Example 2: Gender Classifier with CSV File

Gender Classifier with .csv Dataset


This example extends Example 1 with the data reading directly from a .csv file in a folder, which looks like the table shown in the image below. It uses a Python module called pandas to read the physical .csv file. The pandas module, which is an easy-to-use data structures and data analysis tools, is installed through pip in command prompt as:
...>pip install pandas


In the last example we tested the prediction capacity of the model with a small hard coded dataset X_test, which was an array. In this example we are using the train_test_split function of the sklearn module to split the dataset randomly into training and testing datasets for the respective task for the model.

Additionally, this example shows the Accuracy Score and Confusion Matrix of the DecisionTreeClassifier() model.

from sklearn import tree
from sklearn.model_selection import train_test_split
from sklearn.metrics import accuracy_score
from sklearn.metrics import confusion_matrix
import pandas as pd

# Reading the dataset from a csv file using pandas
file = open('./MyData/gender_data.csv')
data = pd.read_csv(file)
print(data.head())
print('Original dataset shape: ', data.shape)

# Creating two parts, X with attributes and y with genders
X = data.drop(['gender'], axis=1)
y = data['gender']

# Creating two random datasets for training and testing
X_train, X_test, y_train, y_test = train_test_split(X, y, test_size=0.01, random_state=1)
#print(X_train.head())
#print(y_train.head())
#print('Train Dataset shape: ', X_train.shape)
#print('Train Dataset shape: ', y_train.shape)
#print(X_test.head())
#print(y_test.head())
#print('Test Dataset shape: ', X_test.shape)
#print('Test Dataset shape: ', y_test.shape)

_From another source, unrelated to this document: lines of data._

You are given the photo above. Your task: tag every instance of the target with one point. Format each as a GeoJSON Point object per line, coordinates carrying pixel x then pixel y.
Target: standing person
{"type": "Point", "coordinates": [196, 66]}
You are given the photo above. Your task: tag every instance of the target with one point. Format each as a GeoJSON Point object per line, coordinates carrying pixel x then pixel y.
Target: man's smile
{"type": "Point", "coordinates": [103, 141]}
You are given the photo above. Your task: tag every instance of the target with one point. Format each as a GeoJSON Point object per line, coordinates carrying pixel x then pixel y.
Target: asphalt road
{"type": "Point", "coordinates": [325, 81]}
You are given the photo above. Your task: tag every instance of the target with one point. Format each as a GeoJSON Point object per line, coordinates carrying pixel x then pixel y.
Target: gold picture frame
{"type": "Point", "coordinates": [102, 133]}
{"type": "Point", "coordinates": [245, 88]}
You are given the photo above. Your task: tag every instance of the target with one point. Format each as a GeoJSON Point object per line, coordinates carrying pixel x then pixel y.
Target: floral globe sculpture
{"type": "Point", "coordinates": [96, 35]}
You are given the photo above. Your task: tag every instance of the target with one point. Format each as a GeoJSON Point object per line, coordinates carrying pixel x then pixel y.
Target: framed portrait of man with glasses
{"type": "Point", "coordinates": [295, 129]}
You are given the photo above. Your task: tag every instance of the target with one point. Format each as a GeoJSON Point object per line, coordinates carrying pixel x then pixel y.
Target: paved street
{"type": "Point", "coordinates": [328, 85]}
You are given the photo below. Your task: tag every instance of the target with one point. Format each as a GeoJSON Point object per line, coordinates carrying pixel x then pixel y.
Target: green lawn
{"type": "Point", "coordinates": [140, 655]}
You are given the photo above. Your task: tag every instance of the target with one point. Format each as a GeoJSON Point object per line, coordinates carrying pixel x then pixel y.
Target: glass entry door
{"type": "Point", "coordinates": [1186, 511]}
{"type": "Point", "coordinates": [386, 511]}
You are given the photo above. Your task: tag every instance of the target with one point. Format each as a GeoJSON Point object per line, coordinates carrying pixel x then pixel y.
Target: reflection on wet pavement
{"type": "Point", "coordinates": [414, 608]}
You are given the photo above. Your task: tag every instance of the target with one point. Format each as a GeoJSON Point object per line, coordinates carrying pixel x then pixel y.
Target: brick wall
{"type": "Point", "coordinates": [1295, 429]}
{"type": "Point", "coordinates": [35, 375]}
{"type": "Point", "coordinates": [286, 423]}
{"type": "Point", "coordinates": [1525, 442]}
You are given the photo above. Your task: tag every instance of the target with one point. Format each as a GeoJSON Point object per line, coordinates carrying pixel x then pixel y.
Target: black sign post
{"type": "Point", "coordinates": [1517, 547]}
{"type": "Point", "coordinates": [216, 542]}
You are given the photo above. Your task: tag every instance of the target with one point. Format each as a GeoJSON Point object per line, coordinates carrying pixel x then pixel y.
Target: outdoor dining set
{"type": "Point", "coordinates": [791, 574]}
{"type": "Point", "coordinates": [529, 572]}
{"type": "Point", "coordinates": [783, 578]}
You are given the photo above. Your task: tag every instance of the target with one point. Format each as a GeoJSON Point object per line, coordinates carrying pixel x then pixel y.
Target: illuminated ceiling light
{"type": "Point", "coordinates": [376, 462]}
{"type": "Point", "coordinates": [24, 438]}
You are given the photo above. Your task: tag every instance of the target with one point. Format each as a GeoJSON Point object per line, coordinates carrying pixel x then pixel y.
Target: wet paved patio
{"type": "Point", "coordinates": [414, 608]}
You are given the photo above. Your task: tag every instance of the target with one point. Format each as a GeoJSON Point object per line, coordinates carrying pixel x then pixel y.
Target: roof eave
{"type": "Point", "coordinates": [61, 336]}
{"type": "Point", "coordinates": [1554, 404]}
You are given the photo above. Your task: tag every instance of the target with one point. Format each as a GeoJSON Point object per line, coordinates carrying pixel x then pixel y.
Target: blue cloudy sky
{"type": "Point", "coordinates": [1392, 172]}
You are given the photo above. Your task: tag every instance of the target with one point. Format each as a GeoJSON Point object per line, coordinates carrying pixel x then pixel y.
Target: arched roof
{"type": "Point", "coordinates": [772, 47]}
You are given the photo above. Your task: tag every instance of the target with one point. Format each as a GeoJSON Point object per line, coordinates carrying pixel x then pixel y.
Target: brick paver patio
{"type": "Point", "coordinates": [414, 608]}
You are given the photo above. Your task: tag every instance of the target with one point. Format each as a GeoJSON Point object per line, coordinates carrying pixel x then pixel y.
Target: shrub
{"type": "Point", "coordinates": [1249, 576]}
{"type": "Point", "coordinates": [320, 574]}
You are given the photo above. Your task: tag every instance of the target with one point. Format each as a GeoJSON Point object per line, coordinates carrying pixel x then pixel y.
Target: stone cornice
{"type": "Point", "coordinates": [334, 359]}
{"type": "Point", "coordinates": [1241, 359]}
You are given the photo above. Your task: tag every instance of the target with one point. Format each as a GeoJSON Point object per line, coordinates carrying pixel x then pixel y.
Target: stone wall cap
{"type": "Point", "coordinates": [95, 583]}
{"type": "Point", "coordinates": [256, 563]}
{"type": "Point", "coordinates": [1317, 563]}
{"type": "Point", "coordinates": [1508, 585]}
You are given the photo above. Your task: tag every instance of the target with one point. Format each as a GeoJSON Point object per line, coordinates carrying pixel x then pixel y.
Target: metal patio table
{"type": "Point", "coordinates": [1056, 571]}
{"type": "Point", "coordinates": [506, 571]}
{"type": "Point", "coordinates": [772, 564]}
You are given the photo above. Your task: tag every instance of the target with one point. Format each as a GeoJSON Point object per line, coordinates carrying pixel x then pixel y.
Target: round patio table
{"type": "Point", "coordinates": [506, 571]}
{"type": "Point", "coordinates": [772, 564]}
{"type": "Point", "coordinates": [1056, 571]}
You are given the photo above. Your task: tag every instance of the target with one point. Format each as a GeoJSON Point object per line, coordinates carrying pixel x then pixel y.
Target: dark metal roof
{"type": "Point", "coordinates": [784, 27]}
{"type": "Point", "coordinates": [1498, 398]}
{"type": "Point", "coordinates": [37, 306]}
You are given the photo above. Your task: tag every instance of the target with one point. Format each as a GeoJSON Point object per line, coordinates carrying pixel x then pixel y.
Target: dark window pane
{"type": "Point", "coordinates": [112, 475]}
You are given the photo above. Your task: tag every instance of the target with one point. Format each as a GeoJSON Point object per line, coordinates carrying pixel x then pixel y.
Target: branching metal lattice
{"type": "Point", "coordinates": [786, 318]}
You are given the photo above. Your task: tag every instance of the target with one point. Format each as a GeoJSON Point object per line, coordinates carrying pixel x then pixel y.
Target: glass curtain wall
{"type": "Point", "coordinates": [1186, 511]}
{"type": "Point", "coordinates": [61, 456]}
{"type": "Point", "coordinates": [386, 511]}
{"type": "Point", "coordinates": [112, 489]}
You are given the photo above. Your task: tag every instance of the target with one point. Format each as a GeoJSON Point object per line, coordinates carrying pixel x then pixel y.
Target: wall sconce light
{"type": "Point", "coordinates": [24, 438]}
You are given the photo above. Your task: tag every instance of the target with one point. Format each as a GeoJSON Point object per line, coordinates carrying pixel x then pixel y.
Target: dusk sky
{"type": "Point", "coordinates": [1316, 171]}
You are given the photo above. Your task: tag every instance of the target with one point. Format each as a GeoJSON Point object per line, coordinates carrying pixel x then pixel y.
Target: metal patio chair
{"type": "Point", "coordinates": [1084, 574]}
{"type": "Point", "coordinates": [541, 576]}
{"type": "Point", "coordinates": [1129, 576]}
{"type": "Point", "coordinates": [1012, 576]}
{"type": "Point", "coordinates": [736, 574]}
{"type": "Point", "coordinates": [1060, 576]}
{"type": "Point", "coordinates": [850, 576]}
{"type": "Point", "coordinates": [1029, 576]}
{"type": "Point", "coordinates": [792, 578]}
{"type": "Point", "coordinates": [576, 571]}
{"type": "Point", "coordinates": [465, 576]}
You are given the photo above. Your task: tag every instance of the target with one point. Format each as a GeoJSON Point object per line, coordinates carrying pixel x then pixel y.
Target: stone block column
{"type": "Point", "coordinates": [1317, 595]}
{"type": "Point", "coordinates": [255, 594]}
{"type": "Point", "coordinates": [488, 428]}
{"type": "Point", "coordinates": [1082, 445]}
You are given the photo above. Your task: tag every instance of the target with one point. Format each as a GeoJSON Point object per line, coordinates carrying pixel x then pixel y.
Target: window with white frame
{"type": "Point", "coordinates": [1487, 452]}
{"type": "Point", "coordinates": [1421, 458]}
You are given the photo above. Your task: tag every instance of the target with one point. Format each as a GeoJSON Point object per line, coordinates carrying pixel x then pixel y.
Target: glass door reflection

model = tree.DecisionTreeClassifier()

model.fit(X_train, y_train)

predict = model.predict(X_test)

print("\nThe test data:\n", X_test, "\nbelongs to:")
print(predict)

# Finding prediction accuracy of the model
acc = accuracy_score(y_test, predict)
print("\nAccuracy Score:", acc)

# Finding Confusion matrix
conf = pd.DataFrame(
    confusion_matrix(y_test, predict),
    columns=['Predicted False', 'Predicted True'],
    index= ['Actual False', 'Actual True']
)
print("\nConfusion Matrix:\n", conf)


On running this code, the result comes as this:

   height  weight  shoe size  gender
0     179      82         45    male
1     187      72         44    male
2     180      61         40    male
3     156      56         38  female
4     162      64         42  female
Original dataset shape:  (500, 4)

The test data:
      height  weight  shoe size
304     163      88         90
340     184      80         79
47      159      70         39
67      161      77         57
479     174      61         58
belongs to:
['female' 'male' 'female' 'female' 'male']

Accuracy Score: 0.4

Confusion Matrix:
               Predicted False  Predicted True
Actual False                1               1
Actual True                 2               1


In the above example, in the section for generating random datasets for training and testing, a number of print codes are mention as comments. Remove the # for the line that you want to run for checking the training and testing datasets.